Good lord. The people on this board are clearly not a young male dancer in today's world, and as one, let me speak from a first person perspective, to counter the points of view of those who have no firsthand experience.
As a male dancer I greatly appreciated this article because there is still a VERY serious level of mockery towards the male ballet dancer. Yes, there is an increasing number of male students, and WITHIN the dance world male dancers get a great deal of respect.
However, it seems to me many members of this board haven't stepped outside the dance world in a while, because the number of idiotic, mocking questions about tights and feminine costumes I get from non-dancers is enough to make any male dancer get frustrated. The question, "so like, are all the guys gay?" is CONSTANTLY asked, which, to me, justifies Sascha Radetsky reasserting his heterosexuality. All male dancers, gay or straight, are consistently dogged by questions regarding their masculinity which is insulting and undermining, and often questions regarding a dancer's masculinity take the form of a question regarding sexuality, which is idiotic as many of the most masculine dancers are in fact homosexual.
Also, despite the parents and dads around the dance studio, there are many parents (my own included) who are not particularly cozy with the idea of their son being a dancer. (Now they are more than supportive, but only after they saw how serious I was about ballet). Most of the dad's I see at the dance studio are there to support their DAUGHTER who dances, and I have seen firsthand a boy ask his dad if he could take a class and the dad scoffed and said no, and that he would never let his son do ballet.
So yes, within the dance world male dancers are respected, and, lucky for us, there are fewer male dancers to compete with.
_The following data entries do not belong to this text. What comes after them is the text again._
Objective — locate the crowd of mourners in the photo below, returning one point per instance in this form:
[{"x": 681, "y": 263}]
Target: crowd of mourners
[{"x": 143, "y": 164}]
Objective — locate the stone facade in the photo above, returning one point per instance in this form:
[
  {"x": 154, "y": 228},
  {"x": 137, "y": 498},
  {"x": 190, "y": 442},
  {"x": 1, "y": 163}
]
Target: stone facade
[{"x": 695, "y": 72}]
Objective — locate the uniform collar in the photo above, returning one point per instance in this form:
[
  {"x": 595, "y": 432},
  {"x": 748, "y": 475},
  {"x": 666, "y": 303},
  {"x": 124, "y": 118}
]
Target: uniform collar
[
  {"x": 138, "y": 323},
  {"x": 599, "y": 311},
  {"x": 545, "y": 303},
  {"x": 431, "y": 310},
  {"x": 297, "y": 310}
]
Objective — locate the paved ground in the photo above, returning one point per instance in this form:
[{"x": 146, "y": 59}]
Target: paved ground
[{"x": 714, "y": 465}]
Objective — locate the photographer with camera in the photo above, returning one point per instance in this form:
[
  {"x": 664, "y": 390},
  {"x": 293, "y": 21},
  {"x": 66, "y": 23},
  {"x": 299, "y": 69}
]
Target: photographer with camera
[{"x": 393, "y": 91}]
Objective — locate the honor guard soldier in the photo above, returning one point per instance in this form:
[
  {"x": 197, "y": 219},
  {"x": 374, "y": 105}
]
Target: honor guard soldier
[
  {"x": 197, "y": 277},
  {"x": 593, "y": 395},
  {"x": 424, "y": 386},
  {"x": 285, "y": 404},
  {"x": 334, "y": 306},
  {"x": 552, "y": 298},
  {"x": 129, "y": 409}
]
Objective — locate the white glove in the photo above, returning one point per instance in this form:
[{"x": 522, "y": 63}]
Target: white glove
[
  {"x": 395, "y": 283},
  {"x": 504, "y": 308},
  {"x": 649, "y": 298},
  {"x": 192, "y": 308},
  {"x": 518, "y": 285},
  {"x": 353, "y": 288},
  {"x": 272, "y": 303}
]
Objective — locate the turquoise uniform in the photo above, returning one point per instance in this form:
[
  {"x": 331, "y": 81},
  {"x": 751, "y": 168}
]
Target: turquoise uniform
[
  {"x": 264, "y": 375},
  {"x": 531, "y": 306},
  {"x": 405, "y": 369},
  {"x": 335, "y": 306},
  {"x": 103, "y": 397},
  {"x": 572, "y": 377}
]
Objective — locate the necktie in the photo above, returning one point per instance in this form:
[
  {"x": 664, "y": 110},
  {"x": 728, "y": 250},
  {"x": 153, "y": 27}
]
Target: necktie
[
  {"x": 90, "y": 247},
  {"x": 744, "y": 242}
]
However, why are there fewer male dancers? Because of the social stigma surrounding the male dancer. So while ballet goers may say that they've never encountered any of these, thats probably because THEY ARE NOT MALE DANCERS and for teenagers, a notoriously rocky period riddled with insecurities, questions constantly regarding sexuality and masculinity in a time when both of those are forming does little for the self-esteem.
While, I agree with the fact that all dancers must have exceptional force of will and dedication and an ability to overcome odds and adversity, the things a male dancer must face are not something I would argue should be written off as useless complaining.